We had a “home church.” My father (an engineer at NASA) had an ordination certificate.

My parents switched congregations at least five times. I’ve worshiped in about every type of space: a sanctuary, a storefront, a concrete block warehouse, a metal warehouse, a coffeehouse…you get the picture. I never really became a member of most of them, because they didn’t have any membership. Membership would indicate a certain hierarchy.

I watched as a window washer became a pastor, a sales person at the surf shop became a pastor, a pharmacist became a pastor, a popular high school football player became a pastor. With no specialized education (except for the Calvary Chapel pastors, they had six weeks of schooling). In all, the only thing that qualified them was a certain something.

The movement of the Spirit is what they would say. Which I didn’t doubt. But there were also some other things they had in common: they were all young, they were all good-looking, and they were all male.

When the Spirit moved upon me at an early age, I quickly picked up on the fact that I would never be a pastor in any of the churches I grew up in.

As I got older, I realized some of the terrible things that happened in some of those churches (the same sorts of things that happen in denominational settings). There was clergy abuse: sexual misconduct, sometimes with children.

But there was no hierarchy. There was nothing that could be done about it. Sure, sometimes a pastor lost his job, but most of the time it was just covered up. If a secret got too out-of-hand, he just moved on to the next laid-back beach town and set up shop again.

It was a terrible spiritual environment.

So I left the rock-and-roll churches of my youth and joined a denomination where I could become a pastor, even though I wasn’t a handsome guy. I could go to seminary, learn theology, and make my way through the ordination process. And I could serve within a democratic form of church government, where laypeople have equal say in decisions.

That’s why I get nervous when we talk about throwing away all hierarchies. I’ve been there. It started out as exciting, but soon it became disastrous. Because without any hierarchy, there’s no accountability. And then who has all the power?


4 thoughts on “Who’s got the power?

  1. I talked about this a bit this morning in worship.

    It’s not the hierarchy or the type of music or the space. It’s about authenticity — what’s real and true especially for the specific context.

    I think we can cling to power by stressing hierarchy, and we can also cling to power by removing hierarchy. Decentralizing our own congregation’s “power” (away from the pastor) is very good for us — and actually in line with denominational guidelines/rules. (e.g. I’m not the only one who gets to visit in the hospital.)

    The unhealthiest pastors are the ones concerned with keeping/getting power (sexual, financial, theological, perceived eternal) regardless of denomination/non-denomination. The emergent conversation seems to be a response, in part, to abuses of power on both ends of the spectrum.

  2. Jan, I’m so glad you posted about this, my emergent friend!

    Okay, so I’ll narrow it down.

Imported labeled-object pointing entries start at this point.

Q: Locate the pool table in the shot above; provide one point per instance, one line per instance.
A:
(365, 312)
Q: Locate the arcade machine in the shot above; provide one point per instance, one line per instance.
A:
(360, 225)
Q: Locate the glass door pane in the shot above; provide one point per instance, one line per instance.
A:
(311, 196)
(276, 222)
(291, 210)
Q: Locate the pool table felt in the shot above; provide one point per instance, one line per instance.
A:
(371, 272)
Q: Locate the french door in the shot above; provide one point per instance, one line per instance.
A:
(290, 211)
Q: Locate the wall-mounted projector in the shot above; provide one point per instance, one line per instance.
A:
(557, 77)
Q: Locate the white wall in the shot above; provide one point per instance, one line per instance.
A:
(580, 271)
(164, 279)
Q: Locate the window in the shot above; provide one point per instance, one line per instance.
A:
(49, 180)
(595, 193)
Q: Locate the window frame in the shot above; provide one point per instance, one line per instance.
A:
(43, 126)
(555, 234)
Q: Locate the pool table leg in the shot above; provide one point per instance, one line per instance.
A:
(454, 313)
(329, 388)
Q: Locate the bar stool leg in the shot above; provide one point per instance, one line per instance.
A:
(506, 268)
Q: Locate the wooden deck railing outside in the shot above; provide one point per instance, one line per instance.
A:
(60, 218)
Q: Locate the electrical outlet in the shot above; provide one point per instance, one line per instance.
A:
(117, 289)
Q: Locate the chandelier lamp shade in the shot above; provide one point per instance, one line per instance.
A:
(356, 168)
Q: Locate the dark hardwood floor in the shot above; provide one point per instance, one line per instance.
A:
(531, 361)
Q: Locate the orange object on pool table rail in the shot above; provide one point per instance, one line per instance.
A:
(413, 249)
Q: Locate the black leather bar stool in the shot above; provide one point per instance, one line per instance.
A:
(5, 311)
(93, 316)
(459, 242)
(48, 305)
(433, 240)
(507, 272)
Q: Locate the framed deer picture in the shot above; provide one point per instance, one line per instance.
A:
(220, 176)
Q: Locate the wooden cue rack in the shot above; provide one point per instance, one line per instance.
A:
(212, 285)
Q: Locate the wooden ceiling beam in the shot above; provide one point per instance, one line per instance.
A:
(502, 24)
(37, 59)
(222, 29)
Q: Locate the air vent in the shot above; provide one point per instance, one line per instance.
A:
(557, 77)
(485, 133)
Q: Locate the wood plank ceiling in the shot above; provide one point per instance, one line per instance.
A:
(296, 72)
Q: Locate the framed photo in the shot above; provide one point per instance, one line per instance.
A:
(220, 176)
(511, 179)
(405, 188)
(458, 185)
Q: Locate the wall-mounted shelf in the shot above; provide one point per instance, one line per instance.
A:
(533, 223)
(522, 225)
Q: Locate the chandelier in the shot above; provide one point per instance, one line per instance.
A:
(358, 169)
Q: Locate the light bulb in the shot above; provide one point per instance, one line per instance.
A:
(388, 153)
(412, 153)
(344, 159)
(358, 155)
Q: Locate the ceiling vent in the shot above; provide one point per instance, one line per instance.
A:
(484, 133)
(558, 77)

I read portions of the Pagitt + Jones’ Manifesto again, and focused on what Morganthaler wrote on the “Leadership in a Flattened World.” I’ve been following her lately and like her very much. She’s more clear, more concise and less self-deprecating than some others in the movement.

    Anyways…she’s reacting to the entrepreneurial church, with their CEO models, and I love what she has to say as she speaks out in her male-dominated culture. And I hope that she keeps saying it, with gusto!

    Yet, I, as a pastor, didn’t struggle with the CEO, my-way-or-the-highway model. It never occurred to me to run a church that way….

    What I struggled with was becoming empowered. Within the denomination structure, I grew as a leader.

    My concern is what you stated: “you can also cling to power by removing hierarchy.” There will always be a power structure. So, for me, it’s important that the power is intentional, democratic, and representational.

    And about authenticity…have you checked out http://www.passiveaggressivenotes.com?

  3. First of all, thanks for your comment on my site! I, of course, had to come check out yours!

    What you say about church government is a good reminder to those of us who have grown up in a denomination with a polity that says everything ought to be done “decently and in order.” Sometimes that polity seems so cramping. But then there are times when I’m so glad it’s there to guide us through a difficult situation.

    Anyway, I love hearing from someone who’s been on both sides of the fence…

  4. I had to visit your site, because “Stretchychurch” is just a great name! Where did you get it from? It reminds me of Jack Black in Nacho Libre: “Sometimes men wear stretchy pants. Just for fun.”